# Boone, NC Road Riding?



## Sadlebred (Nov 19, 2002)

While I may be the Atlanta info. guru , I don't know anything about riding in or near Boone, NC other than the Blue Ridge Parkway is up there. 

My SO and I will be in the Boone, NC area over the 4th of July weekend (Sat.-Monday) visiting some of his relatives. Does anyone know of a website or resource for either ride maps or a group ride listing or just a list of places to ride? I've been to www.magiccycles.com on their forum but did not see any group rides listed. 

Thanks!


----------



## LSchoux (Apr 1, 2004)

Sadlebred said:


> While I may be the Atlanta info. guru , I don't know anything about riding in or near Boone, NC other than the Blue Ridge Parkway is up there.
> 
> My SO and I will be in the Boone, NC area over the 4th of July weekend (Sat.-Monday) visiting some of his relatives. Does anyone know of a website or resource for either ride maps or a group ride listing or just a list of places to ride? I've been to www.magiccycles.com on their forum but did not see any group rides listed.
> 
> Thanks!


This may be too short notice for you but there is an excellent book out there by Tim Murphy called "Road Cycling The Blue Ridge High Country". 

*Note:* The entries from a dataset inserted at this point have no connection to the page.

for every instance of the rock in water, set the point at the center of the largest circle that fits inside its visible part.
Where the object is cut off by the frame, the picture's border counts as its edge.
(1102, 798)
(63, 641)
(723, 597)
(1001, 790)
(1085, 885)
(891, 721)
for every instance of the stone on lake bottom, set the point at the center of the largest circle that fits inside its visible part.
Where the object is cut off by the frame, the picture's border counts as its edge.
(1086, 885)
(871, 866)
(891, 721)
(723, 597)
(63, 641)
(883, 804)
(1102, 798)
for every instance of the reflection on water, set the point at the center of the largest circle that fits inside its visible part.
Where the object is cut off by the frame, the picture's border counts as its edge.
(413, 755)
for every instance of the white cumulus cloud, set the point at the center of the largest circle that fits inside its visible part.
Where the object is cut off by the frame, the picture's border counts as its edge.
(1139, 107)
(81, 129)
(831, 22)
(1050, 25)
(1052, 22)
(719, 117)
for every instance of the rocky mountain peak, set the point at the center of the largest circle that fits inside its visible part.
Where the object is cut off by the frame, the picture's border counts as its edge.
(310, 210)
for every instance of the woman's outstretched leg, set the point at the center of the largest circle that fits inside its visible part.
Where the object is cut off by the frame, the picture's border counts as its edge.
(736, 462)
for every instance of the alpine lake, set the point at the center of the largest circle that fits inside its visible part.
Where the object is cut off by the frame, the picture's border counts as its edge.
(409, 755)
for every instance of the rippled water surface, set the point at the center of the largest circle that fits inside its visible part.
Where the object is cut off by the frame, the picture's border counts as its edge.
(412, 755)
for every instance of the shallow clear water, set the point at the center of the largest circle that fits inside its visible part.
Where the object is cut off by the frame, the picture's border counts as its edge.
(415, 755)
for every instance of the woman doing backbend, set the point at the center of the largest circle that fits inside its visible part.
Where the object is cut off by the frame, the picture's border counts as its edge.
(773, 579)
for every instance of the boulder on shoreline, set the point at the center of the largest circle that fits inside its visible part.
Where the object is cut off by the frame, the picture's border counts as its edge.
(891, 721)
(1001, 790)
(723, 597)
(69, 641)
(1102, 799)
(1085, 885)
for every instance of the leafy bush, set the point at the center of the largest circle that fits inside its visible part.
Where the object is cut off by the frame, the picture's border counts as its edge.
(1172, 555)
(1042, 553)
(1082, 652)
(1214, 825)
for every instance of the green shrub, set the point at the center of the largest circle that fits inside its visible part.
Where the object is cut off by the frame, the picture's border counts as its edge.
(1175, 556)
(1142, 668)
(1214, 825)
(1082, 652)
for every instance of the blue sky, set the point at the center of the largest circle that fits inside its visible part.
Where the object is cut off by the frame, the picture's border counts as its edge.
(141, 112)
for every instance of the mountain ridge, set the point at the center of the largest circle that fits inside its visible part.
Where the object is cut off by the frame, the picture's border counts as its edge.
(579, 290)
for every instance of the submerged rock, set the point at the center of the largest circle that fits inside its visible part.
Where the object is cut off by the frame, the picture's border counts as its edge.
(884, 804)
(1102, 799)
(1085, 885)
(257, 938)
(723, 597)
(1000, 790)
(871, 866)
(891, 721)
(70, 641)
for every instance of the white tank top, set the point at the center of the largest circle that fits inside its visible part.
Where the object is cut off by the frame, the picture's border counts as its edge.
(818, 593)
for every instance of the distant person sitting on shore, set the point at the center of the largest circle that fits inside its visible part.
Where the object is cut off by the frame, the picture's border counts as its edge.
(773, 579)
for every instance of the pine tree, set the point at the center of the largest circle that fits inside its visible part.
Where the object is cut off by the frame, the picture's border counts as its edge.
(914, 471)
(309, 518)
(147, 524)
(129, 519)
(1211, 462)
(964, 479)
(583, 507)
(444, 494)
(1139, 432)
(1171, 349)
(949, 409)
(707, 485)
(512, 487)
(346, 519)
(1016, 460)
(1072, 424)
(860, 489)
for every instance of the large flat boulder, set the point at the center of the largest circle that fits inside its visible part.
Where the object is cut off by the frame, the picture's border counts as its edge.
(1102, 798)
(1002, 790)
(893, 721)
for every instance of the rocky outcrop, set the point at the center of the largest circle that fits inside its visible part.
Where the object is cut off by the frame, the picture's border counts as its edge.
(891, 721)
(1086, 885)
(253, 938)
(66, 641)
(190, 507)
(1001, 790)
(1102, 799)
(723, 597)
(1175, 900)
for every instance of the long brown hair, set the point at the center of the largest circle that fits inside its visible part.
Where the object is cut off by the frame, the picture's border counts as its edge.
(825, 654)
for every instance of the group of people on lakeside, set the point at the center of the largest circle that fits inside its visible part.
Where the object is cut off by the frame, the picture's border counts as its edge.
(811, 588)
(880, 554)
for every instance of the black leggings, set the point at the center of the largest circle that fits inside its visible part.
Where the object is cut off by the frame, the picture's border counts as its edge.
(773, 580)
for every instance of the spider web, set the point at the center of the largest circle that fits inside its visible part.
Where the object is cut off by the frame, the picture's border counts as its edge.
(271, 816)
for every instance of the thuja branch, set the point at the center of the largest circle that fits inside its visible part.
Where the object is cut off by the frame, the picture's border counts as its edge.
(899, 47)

I bought it a few months back since I will be in and around Boone in September to ride the mountains myself. The contents is excellent, maps, altitude, difficulty, directions, places to eat, etc... Great book, excellent for preparation.


----------



## ridgerider (Feb 6, 2004)

I recommend you stop by Boone Bike & Touring (on 321 across from McDonald's). Shaw and the gang may know of a group ride going on. They also can hook you up with a copy of _Road Cycling the Blue Ridge High Country._


p.s. L. Schoux, Thanks for the kind words about _Road Cycling the Blue Ridge High Country. _I'm the author and it does my heart good to know folks are enjoying the book.


----------



## LSchoux (Apr 1, 2004)

ridgerider said:


> I recommend you stop by Boone Bike & Touring (on 321 across from McDonald's). Shaw and the gang may know of a group ride going on. They also can hook you up with a copy of _Road Cycling the Blue Ridge High Country._
> 
> 
> p.s. L. Schoux, Thanks for the kind words about _Road Cycling the Blue Ridge High Country. _I'm the author and it does my heart good to know folks are enjoying the book.


Hey you're welcome. I have to thank you though... the book is excellent, really. With that little bible you have saved me some major preparation time. 

before I head out in the great wide open I usually do a reconnaissance drive (with my car) mapping the interesting and dangerous spots, estimating the climbs and checking for any other useful info. You have done that for me. Excellent !

Cheerio!


----------